Surely, if the plot had been outlined on the blurb, people would be complaining saying that it was slightly too predictable. You had no idea where this plot was going, unravelling the story was what was so remarkable about this book.
It is one of my favourite books, it is thought provoking and emotional, and Chris Cleave takes you on a journey. He changes the way you think.
This, to use a cliche, is one of those books where when you're finished, you look up at the world and feel slightly different.
Me, I finished this book whilst on a bus. For the remainder of the journey I sat there, stunned.
This is a beautiful book, which deserves a bit more recognition.
Read it!

Oh my word, am I happy to be done with this one.

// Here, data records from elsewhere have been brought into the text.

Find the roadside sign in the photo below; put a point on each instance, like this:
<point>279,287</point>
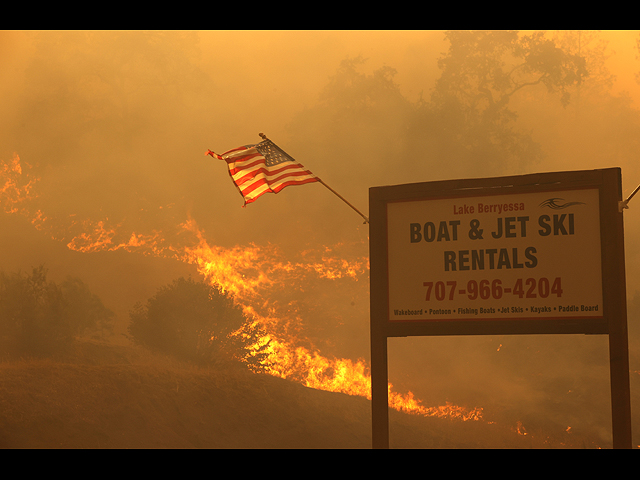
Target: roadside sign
<point>502,256</point>
<point>530,254</point>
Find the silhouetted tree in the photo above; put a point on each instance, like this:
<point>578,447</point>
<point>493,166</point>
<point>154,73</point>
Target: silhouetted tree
<point>357,128</point>
<point>40,318</point>
<point>194,321</point>
<point>481,73</point>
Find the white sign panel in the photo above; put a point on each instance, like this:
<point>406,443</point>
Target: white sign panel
<point>527,255</point>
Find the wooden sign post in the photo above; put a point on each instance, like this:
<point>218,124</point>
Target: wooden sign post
<point>531,254</point>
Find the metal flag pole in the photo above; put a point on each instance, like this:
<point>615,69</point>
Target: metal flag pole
<point>366,219</point>
<point>624,204</point>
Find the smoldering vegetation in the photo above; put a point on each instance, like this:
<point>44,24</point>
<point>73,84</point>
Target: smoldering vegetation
<point>115,125</point>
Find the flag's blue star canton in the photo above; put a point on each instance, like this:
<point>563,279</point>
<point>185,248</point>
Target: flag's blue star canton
<point>272,154</point>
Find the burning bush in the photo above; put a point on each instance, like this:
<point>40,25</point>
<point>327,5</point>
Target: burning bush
<point>196,322</point>
<point>39,317</point>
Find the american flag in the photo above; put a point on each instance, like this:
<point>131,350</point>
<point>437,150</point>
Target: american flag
<point>263,168</point>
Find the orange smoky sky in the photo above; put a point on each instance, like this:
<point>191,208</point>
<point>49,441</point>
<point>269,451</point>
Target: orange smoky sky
<point>115,126</point>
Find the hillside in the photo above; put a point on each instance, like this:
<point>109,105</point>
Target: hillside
<point>109,396</point>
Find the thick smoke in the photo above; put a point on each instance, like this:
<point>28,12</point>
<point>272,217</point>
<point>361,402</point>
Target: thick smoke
<point>116,125</point>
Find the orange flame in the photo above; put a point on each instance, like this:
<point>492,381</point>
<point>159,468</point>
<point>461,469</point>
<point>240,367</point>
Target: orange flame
<point>245,273</point>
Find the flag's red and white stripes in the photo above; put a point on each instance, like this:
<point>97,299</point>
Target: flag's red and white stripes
<point>255,176</point>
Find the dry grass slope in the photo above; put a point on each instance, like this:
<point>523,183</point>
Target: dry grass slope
<point>108,396</point>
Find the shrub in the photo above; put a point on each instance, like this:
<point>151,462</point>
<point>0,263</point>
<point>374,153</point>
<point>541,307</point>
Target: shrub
<point>39,318</point>
<point>194,321</point>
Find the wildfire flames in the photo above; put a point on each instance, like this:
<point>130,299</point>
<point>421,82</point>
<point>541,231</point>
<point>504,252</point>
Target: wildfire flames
<point>247,273</point>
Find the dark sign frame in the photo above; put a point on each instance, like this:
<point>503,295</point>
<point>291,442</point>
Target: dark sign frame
<point>612,323</point>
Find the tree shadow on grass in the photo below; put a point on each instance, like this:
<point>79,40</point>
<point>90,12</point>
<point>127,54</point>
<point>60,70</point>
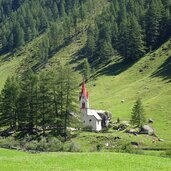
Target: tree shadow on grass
<point>164,71</point>
<point>116,68</point>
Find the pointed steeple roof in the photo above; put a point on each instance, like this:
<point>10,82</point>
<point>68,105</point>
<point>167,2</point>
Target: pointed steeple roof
<point>84,91</point>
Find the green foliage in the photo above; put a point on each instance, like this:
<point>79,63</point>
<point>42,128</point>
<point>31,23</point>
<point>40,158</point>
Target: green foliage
<point>16,160</point>
<point>9,143</point>
<point>86,70</point>
<point>138,117</point>
<point>74,147</point>
<point>39,101</point>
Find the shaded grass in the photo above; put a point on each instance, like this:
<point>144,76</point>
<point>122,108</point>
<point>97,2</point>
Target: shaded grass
<point>107,91</point>
<point>12,160</point>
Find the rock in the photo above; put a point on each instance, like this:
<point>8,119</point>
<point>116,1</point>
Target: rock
<point>123,101</point>
<point>150,120</point>
<point>146,129</point>
<point>134,143</point>
<point>161,140</point>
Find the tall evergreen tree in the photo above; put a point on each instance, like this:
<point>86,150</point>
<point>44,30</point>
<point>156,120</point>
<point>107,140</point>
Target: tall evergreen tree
<point>138,117</point>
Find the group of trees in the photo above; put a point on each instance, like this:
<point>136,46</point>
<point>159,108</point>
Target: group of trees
<point>130,28</point>
<point>39,101</point>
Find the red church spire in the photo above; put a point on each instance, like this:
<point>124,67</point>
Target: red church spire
<point>84,91</point>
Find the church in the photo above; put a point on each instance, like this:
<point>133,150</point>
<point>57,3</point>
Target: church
<point>96,119</point>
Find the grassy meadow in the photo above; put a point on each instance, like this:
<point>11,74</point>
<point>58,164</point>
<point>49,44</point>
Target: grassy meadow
<point>14,160</point>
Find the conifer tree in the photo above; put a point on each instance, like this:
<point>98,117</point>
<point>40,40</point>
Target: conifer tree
<point>138,116</point>
<point>8,105</point>
<point>87,69</point>
<point>136,44</point>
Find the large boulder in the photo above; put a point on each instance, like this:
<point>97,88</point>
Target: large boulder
<point>146,129</point>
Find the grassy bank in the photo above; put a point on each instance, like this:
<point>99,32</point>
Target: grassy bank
<point>13,160</point>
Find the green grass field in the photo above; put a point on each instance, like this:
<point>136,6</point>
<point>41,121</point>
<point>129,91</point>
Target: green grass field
<point>20,161</point>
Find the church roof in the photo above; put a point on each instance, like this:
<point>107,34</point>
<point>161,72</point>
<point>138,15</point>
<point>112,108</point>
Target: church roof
<point>94,113</point>
<point>84,91</point>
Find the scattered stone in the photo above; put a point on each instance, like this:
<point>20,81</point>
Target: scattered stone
<point>146,129</point>
<point>135,144</point>
<point>161,140</point>
<point>123,101</point>
<point>150,120</point>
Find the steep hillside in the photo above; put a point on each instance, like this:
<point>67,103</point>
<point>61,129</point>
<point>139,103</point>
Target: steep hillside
<point>114,79</point>
<point>149,78</point>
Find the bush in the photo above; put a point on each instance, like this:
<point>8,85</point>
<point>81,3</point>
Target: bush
<point>166,154</point>
<point>9,142</point>
<point>74,147</point>
<point>88,128</point>
<point>31,146</point>
<point>42,144</point>
<point>128,148</point>
<point>54,144</point>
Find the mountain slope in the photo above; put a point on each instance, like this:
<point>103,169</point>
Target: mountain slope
<point>149,79</point>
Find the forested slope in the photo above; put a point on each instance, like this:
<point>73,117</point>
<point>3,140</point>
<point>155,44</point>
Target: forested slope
<point>126,43</point>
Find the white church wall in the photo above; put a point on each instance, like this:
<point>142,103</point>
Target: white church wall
<point>90,120</point>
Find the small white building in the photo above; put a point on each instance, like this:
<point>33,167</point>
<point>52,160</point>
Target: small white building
<point>97,119</point>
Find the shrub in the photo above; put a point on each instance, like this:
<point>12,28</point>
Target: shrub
<point>9,142</point>
<point>42,144</point>
<point>74,147</point>
<point>167,153</point>
<point>88,128</point>
<point>54,144</point>
<point>31,146</point>
<point>128,148</point>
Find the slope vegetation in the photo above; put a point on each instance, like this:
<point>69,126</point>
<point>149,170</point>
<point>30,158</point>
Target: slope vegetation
<point>149,79</point>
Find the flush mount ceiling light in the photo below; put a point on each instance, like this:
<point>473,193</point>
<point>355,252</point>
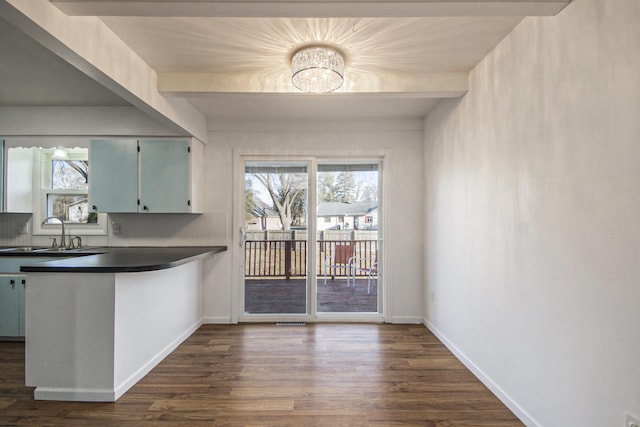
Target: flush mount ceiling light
<point>60,154</point>
<point>317,69</point>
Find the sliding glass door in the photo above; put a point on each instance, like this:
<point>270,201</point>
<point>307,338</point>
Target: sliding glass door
<point>298,266</point>
<point>347,218</point>
<point>276,238</point>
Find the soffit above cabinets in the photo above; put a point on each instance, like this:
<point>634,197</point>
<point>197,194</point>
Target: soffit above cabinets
<point>231,59</point>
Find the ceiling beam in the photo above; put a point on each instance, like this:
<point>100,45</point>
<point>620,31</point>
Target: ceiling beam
<point>311,8</point>
<point>425,85</point>
<point>90,46</point>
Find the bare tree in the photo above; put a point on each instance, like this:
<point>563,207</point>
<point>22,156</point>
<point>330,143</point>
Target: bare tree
<point>284,190</point>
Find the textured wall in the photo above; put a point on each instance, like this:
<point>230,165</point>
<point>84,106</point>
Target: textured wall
<point>533,233</point>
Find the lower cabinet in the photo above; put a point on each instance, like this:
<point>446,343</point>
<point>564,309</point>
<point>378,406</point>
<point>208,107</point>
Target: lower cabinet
<point>12,306</point>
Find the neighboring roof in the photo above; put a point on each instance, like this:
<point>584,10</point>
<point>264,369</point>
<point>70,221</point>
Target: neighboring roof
<point>346,209</point>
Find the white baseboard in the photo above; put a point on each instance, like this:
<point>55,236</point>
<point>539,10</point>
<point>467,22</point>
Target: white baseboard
<point>524,416</point>
<point>74,394</point>
<point>406,319</point>
<point>217,320</point>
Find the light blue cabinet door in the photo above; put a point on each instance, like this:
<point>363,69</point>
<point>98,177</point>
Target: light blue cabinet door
<point>9,306</point>
<point>164,176</point>
<point>113,176</point>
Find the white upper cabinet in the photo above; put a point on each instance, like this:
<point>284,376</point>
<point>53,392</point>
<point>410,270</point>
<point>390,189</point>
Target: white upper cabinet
<point>149,176</point>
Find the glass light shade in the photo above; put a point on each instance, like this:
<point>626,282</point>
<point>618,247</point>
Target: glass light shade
<point>60,154</point>
<point>317,69</point>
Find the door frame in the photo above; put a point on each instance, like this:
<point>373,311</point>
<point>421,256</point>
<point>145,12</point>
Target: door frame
<point>313,157</point>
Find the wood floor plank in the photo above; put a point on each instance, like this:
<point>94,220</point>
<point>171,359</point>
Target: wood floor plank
<point>266,375</point>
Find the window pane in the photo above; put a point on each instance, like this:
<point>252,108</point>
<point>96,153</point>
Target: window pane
<point>72,208</point>
<point>69,174</point>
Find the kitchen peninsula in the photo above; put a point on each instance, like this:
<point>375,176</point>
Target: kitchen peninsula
<point>97,324</point>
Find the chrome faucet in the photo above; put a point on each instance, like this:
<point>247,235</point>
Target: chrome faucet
<point>63,243</point>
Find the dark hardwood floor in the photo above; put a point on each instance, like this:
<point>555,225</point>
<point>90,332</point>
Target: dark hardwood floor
<point>268,375</point>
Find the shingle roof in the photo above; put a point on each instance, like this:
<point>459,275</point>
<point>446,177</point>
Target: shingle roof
<point>346,209</point>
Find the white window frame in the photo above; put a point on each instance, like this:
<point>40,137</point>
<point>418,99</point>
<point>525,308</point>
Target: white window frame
<point>40,192</point>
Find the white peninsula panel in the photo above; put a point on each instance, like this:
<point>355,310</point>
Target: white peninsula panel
<point>91,336</point>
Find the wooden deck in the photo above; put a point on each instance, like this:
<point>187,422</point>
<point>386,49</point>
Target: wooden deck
<point>351,375</point>
<point>279,296</point>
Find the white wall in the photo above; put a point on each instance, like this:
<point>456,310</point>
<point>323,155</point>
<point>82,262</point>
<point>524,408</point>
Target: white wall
<point>533,232</point>
<point>400,140</point>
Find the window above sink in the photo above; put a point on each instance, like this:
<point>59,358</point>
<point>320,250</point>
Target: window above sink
<point>49,177</point>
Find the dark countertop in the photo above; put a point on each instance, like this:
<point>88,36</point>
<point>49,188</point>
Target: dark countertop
<point>123,260</point>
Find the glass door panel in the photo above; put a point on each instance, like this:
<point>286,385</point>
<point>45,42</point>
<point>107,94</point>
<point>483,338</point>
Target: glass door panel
<point>275,227</point>
<point>348,256</point>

The dust jacket in this book insisted I not cheat and research its plot prior to having read it, and now that I have, it implores me not to reveal anything about its contents. I have to say that having read it with no knowledge of it beforehand other than that my sister read it and liked it, I have to agree with the dust jacket on this one. It was kind of wonderful reading something without having all these expectations, back-stories, and spoilers. So all I'm going to say is that it was good and let my 4 stars speak for themselves.

Love, love Little Bee's voice and little Batman. Eye opening and thought provoking book that reads like a memoir on a Nigerian girl's heartbreak in her own country and then detention / naturalization efforts in the UK. The strength of the story is the transcendental power of the acts of love by and for Little Bee and how she inadvertently awakens Sara from her selfishness. Many times I sigh and shake my head at best-sellers, but not this one. This one I get -- don't miss it.

Enjoyable read but hard at parts. I felt like he did really try to explore the refugee crisis but, especially in Little Bee’s chapters, I really had the feeling of reading a white mans interpretation of an African girl. Inconsistencies with her knowledge/character. I wished that I saw more of her cunning, like she showed with Lawrence. Sad ending but expected.

I was underwhelmed by this book. I kept waiting for "more to happen". While the basis for the relationship between the two characters is interesting, I felt that the story line never was developed well enough to go anywhere.

I enjoyed this book but I did not like the ending. I feel that it just stopped with no closure.

This is one of those books that transports you out of your safe first-world life and awakens you to the honest and sometimes terrifying reality of life in other places and cultures. I firmly believe it is important for us all to pick up stories like this from time to time so that we never become blind to or ignorant of the reality of the human beings living in our world.